Former Simclar workers awarded £1.15m payout

SOME 100 former workers of electronics manufacturing firm Simclar have been awarded compensation totalling £1.15 million.

Industrial trade union Community said the award will cover 104 workers made redundant at the Dunfermline-based company in 2011.

The union secured the compensation award following an employment tribunal in Glasgow, where it claimed employees had been dismissed unfairly. It said the company failed to honour the 90-day consultation period before redundancy, arguing that the firm was in breach of contract regarding notice and holiday pay.

Hide Ad
Hide Ad

The union also won a claim for unfair dismissal for trade union activities on behalf of one of its members at the plant.
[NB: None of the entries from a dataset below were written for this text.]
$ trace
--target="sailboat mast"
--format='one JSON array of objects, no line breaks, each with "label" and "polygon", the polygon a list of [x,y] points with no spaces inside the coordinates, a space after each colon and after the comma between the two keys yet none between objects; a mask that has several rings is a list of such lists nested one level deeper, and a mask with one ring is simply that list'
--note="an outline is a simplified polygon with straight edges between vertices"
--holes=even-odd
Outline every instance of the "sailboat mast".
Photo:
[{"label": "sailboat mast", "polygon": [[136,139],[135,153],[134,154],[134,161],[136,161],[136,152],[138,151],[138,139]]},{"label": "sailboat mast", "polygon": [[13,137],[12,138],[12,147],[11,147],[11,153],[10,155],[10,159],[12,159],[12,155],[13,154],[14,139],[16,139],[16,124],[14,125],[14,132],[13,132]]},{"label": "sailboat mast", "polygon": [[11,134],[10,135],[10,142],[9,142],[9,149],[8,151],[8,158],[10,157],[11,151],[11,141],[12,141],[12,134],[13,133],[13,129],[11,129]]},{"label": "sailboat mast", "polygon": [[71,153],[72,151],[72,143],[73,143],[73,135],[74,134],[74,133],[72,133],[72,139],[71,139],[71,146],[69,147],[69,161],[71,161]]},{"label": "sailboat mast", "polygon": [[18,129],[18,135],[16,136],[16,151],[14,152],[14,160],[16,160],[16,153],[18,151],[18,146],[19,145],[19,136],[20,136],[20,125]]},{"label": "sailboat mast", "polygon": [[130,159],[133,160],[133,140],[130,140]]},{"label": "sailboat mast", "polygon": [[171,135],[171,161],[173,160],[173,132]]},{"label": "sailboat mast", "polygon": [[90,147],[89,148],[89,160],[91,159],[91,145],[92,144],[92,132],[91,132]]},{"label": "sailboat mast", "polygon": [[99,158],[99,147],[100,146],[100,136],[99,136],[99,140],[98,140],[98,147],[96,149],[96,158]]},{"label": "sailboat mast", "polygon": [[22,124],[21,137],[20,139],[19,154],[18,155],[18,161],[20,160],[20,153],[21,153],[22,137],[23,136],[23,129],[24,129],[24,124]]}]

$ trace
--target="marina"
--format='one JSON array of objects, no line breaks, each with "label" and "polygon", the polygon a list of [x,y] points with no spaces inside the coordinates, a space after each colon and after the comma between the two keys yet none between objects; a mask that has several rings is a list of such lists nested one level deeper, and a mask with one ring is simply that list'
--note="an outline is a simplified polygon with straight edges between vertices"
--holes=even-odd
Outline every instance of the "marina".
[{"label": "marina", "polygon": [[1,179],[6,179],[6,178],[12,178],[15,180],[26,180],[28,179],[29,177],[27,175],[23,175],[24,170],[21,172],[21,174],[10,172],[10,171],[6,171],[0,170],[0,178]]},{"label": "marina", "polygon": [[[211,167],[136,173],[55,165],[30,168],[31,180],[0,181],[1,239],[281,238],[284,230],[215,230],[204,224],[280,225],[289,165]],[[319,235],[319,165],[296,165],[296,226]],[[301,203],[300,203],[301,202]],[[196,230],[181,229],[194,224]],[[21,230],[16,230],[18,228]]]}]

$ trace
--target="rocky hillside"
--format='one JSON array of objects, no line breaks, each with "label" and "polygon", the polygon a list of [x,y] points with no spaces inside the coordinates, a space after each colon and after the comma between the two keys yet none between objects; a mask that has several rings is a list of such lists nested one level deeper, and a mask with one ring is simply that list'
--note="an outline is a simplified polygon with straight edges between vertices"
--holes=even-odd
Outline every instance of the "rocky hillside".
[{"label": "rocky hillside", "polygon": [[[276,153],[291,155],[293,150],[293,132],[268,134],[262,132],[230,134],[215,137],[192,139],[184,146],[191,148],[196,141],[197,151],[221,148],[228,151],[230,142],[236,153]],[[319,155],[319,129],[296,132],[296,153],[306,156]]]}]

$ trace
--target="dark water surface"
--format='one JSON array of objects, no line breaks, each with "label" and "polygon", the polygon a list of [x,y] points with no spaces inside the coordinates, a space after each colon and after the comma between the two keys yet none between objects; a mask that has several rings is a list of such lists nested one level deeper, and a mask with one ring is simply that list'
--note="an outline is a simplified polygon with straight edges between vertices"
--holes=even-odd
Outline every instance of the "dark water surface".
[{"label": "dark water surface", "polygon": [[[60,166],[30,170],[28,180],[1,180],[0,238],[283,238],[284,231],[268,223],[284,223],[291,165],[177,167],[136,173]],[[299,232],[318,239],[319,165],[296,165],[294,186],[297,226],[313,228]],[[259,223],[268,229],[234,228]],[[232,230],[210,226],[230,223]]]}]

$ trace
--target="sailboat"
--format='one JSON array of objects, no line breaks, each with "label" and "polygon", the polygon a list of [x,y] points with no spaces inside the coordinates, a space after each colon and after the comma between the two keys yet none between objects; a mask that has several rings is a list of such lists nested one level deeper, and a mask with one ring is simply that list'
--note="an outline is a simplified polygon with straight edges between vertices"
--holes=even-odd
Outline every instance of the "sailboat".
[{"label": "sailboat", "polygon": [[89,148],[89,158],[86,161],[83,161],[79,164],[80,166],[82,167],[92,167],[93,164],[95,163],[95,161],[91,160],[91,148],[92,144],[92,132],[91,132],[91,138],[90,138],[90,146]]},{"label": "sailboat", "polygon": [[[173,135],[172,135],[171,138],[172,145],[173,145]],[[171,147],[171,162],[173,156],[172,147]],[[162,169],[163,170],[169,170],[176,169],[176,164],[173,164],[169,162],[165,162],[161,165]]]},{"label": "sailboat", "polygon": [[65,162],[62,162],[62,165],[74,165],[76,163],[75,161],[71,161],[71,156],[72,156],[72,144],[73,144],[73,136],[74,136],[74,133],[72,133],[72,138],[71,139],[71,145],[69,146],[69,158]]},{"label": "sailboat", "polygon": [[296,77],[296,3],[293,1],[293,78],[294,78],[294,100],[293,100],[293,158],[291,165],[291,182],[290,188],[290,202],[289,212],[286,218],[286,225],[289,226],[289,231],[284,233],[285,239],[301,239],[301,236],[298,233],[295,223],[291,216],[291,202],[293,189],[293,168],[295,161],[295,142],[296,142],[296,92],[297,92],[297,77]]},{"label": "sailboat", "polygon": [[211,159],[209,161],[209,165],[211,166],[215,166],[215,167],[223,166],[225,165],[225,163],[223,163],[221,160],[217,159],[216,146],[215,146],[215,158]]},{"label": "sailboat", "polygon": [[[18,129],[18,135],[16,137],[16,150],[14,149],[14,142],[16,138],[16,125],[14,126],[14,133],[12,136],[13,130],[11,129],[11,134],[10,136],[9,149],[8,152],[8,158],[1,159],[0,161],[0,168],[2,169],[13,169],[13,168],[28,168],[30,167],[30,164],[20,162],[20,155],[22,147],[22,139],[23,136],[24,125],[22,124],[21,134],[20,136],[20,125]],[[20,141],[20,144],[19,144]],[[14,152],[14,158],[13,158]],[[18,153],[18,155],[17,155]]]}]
John Paul McHugh, Scottish campaign manager for Community, said: “It has been a very stressful time for our members and their families. But the union stood by them and will continue to do so as we now seek to recover the full money they are due.”

The union said the tribunal outcome paves the way for workers to recover the money from the company’s assets.

The company, which supplied cables and components to electronics companies, appointed administrators from Deloitte last June. Earlier this month it was revealed that the remnants of its former UK manufacturing operations had been sold for just £134,000, leaving creditors facing hefty losses.

Simclar grew from humble beginnings to become the parent company of a subcontract manufacturing group with operations in the UK, China, Mexico and the US.

Despite closing two plants in Ayrshire with the loss of 420 jobs in 2007, the UK operation still employed 217 people when it failed. It supplied a number of blue-chip customers, including Bombardier and Alexander Dennis.